Let $F$ be a function with domain $\mathbb Z^+$ such that $F(1)+F(2)+F(3)+......F(n)=n^2F(n)$. If $F(1)=2006$, then find the value of $F(2005)$

Question

A function F is defined for all the positive integers that satisfy the following condition:

$F(1)+F(2)+F(3)+......F(n)=n^2F(n)$. If $F(1)=2006$, then find the value of F(2005)
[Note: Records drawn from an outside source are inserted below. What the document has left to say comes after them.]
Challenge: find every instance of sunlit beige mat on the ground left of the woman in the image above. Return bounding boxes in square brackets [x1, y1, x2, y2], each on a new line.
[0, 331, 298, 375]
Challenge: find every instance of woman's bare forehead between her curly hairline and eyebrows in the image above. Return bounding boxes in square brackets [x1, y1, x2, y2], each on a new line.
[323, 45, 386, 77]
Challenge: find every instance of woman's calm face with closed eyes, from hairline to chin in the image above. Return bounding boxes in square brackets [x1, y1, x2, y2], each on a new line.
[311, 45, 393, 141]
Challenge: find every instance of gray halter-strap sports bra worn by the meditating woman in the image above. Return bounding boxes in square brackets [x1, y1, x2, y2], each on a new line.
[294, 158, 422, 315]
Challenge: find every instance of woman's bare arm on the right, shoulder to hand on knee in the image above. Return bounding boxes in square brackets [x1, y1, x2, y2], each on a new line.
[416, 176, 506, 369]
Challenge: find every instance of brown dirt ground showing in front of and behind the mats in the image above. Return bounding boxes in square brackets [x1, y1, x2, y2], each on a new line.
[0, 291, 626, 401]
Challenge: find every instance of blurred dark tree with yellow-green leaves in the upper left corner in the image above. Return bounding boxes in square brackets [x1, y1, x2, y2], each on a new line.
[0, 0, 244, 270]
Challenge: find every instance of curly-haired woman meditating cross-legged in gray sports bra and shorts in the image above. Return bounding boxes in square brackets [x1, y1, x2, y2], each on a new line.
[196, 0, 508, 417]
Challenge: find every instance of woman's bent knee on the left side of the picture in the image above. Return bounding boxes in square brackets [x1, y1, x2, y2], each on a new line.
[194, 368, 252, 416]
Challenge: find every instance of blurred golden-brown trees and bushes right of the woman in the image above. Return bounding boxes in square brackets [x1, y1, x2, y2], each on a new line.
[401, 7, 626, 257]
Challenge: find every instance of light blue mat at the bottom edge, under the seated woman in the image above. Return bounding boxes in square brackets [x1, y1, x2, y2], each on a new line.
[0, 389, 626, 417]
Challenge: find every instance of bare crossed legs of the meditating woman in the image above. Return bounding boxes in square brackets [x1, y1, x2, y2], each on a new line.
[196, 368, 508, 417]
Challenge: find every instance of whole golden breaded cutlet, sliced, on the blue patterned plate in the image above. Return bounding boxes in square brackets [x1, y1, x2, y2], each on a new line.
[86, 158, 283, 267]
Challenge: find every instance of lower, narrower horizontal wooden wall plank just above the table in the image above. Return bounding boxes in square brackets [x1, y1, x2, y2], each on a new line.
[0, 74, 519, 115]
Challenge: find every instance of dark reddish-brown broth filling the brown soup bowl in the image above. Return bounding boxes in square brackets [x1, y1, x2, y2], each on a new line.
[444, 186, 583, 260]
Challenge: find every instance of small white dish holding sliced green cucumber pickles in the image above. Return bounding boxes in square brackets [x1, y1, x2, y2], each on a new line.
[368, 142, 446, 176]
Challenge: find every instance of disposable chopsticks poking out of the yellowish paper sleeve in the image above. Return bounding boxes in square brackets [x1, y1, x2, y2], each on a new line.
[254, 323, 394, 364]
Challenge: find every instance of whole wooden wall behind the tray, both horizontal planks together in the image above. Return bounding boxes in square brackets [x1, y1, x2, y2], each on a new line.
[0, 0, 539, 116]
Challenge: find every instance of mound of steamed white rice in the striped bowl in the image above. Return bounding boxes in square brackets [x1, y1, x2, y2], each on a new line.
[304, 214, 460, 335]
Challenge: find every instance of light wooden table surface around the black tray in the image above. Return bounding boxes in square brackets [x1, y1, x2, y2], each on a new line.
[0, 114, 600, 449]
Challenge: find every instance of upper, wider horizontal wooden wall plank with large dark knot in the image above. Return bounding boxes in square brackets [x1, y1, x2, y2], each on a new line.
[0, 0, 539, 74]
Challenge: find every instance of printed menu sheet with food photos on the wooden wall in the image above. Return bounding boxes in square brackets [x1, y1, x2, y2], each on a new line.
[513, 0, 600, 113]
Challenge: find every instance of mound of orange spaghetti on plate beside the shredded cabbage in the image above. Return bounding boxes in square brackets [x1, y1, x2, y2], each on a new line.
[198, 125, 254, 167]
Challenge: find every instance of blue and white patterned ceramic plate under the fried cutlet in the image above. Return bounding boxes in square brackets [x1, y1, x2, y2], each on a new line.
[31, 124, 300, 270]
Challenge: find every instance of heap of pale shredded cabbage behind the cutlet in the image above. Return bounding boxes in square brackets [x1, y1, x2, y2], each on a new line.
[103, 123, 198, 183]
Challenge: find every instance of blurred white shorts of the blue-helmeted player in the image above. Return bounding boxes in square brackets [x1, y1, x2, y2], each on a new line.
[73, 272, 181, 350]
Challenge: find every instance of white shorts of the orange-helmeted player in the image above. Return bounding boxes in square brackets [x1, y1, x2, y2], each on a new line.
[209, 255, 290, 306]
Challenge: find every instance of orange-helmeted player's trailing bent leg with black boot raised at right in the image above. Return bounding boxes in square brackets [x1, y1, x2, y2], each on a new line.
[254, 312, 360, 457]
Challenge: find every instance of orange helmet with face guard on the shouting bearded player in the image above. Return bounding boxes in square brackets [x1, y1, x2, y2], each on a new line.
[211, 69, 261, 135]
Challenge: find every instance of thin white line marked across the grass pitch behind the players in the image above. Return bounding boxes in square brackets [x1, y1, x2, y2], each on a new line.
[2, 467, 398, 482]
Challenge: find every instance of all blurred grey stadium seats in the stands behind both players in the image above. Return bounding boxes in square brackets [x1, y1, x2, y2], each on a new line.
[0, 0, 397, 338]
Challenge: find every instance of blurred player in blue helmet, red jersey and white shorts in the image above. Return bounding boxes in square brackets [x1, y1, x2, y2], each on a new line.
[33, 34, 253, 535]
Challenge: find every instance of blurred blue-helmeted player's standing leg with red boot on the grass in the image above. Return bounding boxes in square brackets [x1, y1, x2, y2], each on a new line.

What I did:- putting n=2 we have $F(1)+F(2)=4*F(2)$ $F(2)=2006/3$

I did not understand from this step given in the solution

Putting n=3 we have $F(1)+F(2)+F(3)=9*F(3)$

$F(3)= 4/3*1/8=1/6 of 2006$

And then this step F(n)=1/(sum of all natural numbers till n)*2006 $F(2005)=2/(2005*2006)*2006$

I will be really grateful if anyone could explain me this solution in detail. I will be highly obliged

Answer 1

To understand the solution,try to prove by induction that $$1+2+...+n==\frac{n(n+1)}{2}$$

and take $n=2005$

Answer 2

Like you said:

$$F(1) + F(2) = 4F(2)\\ \implies 2006 +F(2) = 4F(2)\\ \implies 2006 = 3F(2)\\ \implies F(2) = \frac{2006}{3}$$

Going on to the next case:

$$F(1) + F(2) + F(3) = 9F(3)\\ \implies 2006 + \frac{2006}{3} + F(3) = 9F(3)\\ \implies \frac43\cdot 2006 = 8F(3)\\ \implies F(3) = \frac{2006}{6}$$

So, we have $F(1)=\frac{2006}{1}, F(2)=\frac{2006}{3}, F(3)=\frac{2006}{6}$. We'd like to identify the pattern there, and the denominators are doing something nice: they're $1, 1+2, 1+2+3$. You can verify this by computing $F(4)$, and seeing that it's $\frac{2006}{10}$.

Following this pattern, we expect $F(2005)$ to be $2006$ over $1+2+\cdots+2005$. Now the formula for $1+2+\cdots+k$ is $\frac{k(k+1)}{2}$. Dividing by a fraction is the same as multiplying by its reciprocal, so we get the given answer.